Morgan Stanley is the latest victim of a supply chain hack. Given the high levels of security and encryption that banks and credit unions install into their systems, you might be wondering how MS was hacked.
As with any breakdown, the vulnerability resides with the weakest link. Yes - banks and credit unions are highly secure, but they also use a lot of third-party software. Financial institutions can't be aware of every vulnerability that may be lurking within these third-party applications. While third parties do take precautions to ensure against vulnerabilities, creating software is a complex business, and no software can be made 100% foolproof.
The MS hack was due to a vulnerability in Accellion's legacy File Transfer Appliance (FTA), a supply chain application. FTA is an enterprise file transfer application. FTA is used in conjunction with another third-party application called Guidehouse. Guidehouse provides stock plan management services to Morgan Stanley's employees.
The compromise started with an attack on Guidehouse. From there, the attacker was able to exploit the vulnerability in FTA with a zero-day attack. The Guidehouse breach occurred in January, but the vendor did not immediately detect it. MS was not notified about the breach until May.
A zero-day attack isn't a specific hacking technique. It just means that a hacker found a vulnerability before the vendor.

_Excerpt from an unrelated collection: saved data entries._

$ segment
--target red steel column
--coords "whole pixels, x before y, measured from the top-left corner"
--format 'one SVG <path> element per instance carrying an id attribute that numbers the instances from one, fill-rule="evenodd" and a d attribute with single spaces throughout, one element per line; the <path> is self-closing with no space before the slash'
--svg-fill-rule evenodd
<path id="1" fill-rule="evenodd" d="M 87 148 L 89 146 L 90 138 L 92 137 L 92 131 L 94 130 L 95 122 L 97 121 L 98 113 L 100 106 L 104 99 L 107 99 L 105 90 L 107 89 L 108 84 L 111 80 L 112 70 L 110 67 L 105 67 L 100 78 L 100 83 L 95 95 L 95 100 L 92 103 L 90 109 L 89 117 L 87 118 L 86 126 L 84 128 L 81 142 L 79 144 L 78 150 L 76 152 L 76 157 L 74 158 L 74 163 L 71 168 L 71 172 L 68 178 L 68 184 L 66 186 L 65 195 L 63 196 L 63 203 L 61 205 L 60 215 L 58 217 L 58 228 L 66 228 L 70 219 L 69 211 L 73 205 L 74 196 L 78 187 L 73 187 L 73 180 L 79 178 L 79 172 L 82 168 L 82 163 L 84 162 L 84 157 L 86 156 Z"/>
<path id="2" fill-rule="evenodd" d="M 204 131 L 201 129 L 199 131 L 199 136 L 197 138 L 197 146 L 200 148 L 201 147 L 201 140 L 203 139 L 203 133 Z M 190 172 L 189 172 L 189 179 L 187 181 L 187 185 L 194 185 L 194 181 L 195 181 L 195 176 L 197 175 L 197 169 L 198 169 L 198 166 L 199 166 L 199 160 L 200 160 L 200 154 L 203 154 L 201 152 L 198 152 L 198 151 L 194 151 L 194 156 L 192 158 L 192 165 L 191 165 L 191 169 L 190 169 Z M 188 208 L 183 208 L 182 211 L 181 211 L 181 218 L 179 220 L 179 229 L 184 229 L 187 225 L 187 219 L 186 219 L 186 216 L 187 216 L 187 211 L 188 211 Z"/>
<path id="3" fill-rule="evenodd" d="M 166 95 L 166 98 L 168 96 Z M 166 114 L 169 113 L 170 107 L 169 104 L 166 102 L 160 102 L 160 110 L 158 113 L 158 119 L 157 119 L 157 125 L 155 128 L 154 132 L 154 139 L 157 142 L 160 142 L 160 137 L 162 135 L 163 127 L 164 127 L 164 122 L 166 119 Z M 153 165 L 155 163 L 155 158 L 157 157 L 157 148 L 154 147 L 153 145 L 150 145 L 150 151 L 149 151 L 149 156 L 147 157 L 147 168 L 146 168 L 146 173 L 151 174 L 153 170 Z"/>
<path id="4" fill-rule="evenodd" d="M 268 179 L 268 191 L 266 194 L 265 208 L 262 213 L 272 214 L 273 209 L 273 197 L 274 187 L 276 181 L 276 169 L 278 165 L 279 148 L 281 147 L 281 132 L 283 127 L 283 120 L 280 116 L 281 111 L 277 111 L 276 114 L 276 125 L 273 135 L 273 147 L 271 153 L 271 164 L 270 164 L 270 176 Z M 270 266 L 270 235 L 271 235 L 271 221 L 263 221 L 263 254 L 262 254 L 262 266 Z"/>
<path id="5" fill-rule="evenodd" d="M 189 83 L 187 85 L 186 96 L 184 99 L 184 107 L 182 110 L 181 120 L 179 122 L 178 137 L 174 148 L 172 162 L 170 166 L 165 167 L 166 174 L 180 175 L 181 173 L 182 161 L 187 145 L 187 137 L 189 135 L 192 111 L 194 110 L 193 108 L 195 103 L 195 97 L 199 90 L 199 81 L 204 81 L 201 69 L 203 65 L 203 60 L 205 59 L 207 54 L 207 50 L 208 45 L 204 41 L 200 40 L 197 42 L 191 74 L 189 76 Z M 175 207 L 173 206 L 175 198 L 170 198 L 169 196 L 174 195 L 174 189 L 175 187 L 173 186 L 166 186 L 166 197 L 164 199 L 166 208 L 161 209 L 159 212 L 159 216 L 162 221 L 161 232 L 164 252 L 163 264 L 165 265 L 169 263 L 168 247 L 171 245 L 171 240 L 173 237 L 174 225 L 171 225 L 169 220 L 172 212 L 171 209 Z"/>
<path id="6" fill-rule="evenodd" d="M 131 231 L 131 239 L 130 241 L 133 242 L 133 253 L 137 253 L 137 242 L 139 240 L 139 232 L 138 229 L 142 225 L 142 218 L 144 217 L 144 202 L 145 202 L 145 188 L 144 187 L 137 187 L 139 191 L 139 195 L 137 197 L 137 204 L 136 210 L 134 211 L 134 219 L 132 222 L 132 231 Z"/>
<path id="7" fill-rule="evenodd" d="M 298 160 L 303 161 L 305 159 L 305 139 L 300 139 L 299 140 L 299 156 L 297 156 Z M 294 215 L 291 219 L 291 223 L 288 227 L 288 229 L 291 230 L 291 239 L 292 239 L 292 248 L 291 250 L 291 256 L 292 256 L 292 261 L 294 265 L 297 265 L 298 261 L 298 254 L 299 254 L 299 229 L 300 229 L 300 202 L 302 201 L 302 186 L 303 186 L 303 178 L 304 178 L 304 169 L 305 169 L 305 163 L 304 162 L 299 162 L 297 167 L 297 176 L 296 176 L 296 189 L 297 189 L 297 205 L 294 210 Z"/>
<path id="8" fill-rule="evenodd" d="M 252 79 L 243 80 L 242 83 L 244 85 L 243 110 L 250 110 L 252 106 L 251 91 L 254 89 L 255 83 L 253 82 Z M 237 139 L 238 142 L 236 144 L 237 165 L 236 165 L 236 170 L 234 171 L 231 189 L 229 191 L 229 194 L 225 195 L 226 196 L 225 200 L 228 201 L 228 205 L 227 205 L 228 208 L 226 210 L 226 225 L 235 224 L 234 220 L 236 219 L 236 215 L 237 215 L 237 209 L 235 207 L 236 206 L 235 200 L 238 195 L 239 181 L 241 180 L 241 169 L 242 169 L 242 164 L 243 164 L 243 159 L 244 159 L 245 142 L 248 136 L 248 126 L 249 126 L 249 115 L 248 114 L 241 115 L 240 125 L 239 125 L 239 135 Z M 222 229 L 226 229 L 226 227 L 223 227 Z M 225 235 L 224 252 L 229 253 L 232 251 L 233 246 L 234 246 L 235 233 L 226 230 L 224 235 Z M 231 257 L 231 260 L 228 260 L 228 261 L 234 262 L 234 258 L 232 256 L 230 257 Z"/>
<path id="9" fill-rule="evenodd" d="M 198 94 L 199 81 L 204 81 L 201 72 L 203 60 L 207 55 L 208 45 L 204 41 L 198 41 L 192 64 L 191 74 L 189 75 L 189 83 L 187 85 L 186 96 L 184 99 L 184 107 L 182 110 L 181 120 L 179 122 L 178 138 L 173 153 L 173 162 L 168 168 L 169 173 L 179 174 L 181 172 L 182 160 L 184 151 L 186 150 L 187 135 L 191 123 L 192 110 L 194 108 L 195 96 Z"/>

The end result is that the attacker gained access to the encrypted data of 108 New Hampshire residents. While this data was encrypted, the attacker obtained the encryption keys and decrypted all of the data. This exposed the victim's names, addresses, dates of birth, Social Security numbers, and corporate company names.
On the plus side, none of the data was published. However, the attacker still has it. MS did not mention if customer data from other states were also compromised.